California also reached that dubious milestone Friday, according to data compiled by AAA, which showed a more than 13-cent increase in a single day pushed the statewide average to about $5.07.

It was even pricier in San Diego, which moved to about $5.10 on average after its own increase of around 13 cents.

Both the state and county gas price averages have been on a steady march toward the symbolic $5 average, setting and then surpassing new records for the most expensive average gallon over the past month.

There are multiple reasons why gas prices are so high right now, according to experts, with Russia’s invasion of Ukraine dealing the latest blow to consumers. That financial pain is being felt across the country, with the national average increasing 11 cents since Monday.

“Crude prices continue to surge as the conflict between Ukraine and Russia continues to bring uncertainty to the market. To help counter the impact of rising oil prices, the International Energy Agency (IEA) has coordinated a release of 60 million bbl of crude oil from its 31 member countries’ strategic reserves, including the U.S.,” AAA explained in a Thursday blog post.

“However, the pricing impact from yesterday’s announcement has been limited given that the amount of oil is small in comparison to the amount of oil that flows daily from Russia around the globe.”

Beyond geopolitical strife, experts say the surging prices can be explained in part by a simple case of supply and demand: “An increase in gas demand, alongside a reduction in total supply, is contributing to price increases,” AAA said.

There are other factors that always drive high prices in California: The state has a Cap-and-Trade program that requires big greenhouse gas emitters – like oil and gas refineries – to offset their emissions by purchasing carbon credits.
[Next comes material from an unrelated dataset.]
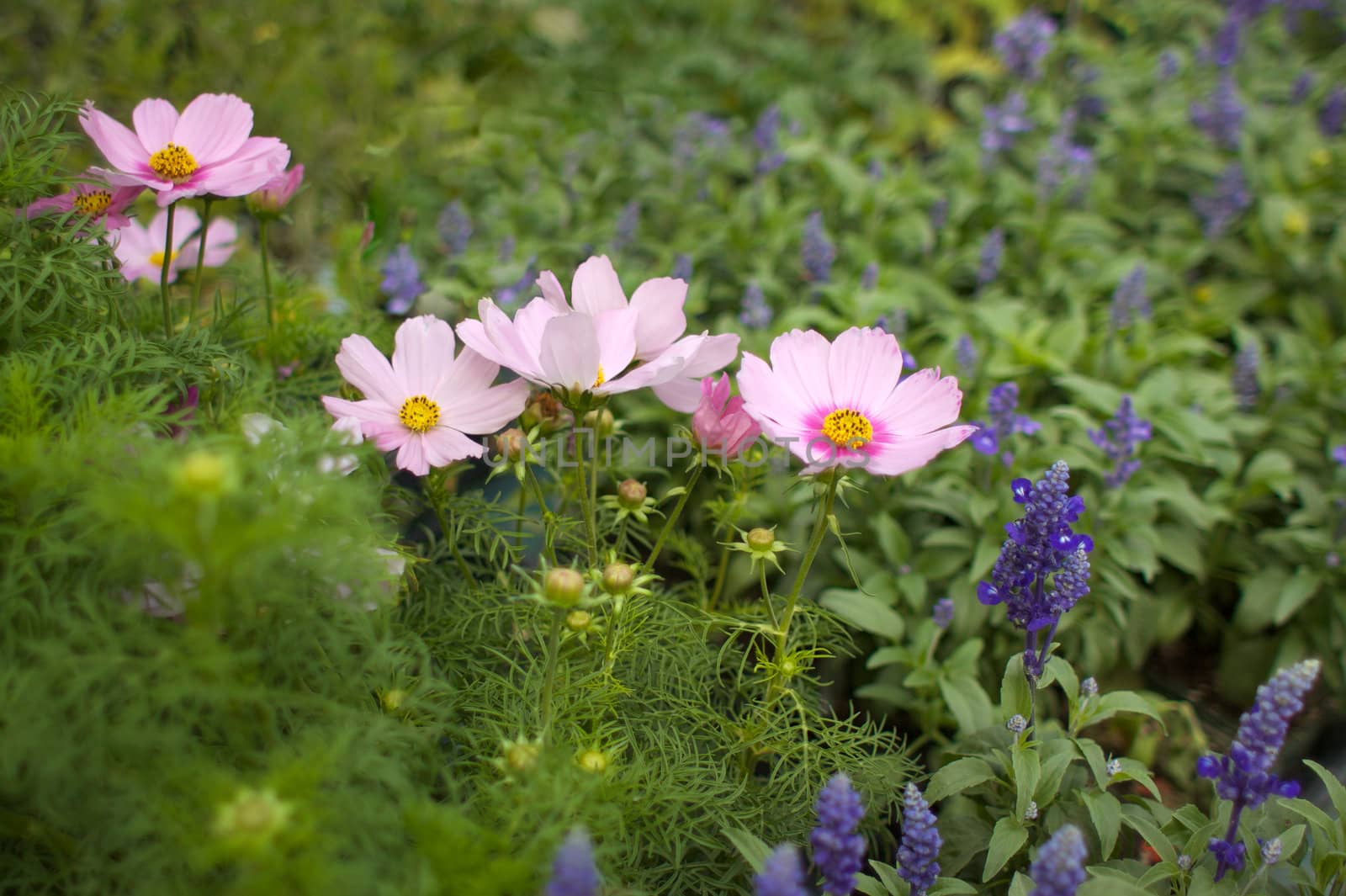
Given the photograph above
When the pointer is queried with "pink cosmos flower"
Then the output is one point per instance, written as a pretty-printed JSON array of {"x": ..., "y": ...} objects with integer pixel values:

California also requires specific blends of gasoline to minimize pollution, which are more expensive. Those costs are passed on to consumers.

California’s gas tax is second-highest in the nation at 51.1 cents for each gallon. And its relative geographic isolation from oil pipelines makes it less flexible and more costly to get gas to consumers.

During the surge in prices, locals are seeking deals and thinking more strategically about where they fill up. Over the past week, “Costco gas price” and “Gasbuddy” were among the top gasoline-related search terms that San Diego residents typed into Google. Gasbuddy is a website and mobile app that helps residents find deals in their immediate area. Costco is known for its relatively low pump prices, though you have to have a membership to fill up.

According to the app, an Arco on Grand Avenue in Escondido had the cheapest gallon of gas in the San Diego region as of Friday morning at $4.23. The lowest price at a Costco was $4.49 at the Center Drive location in San Marcos.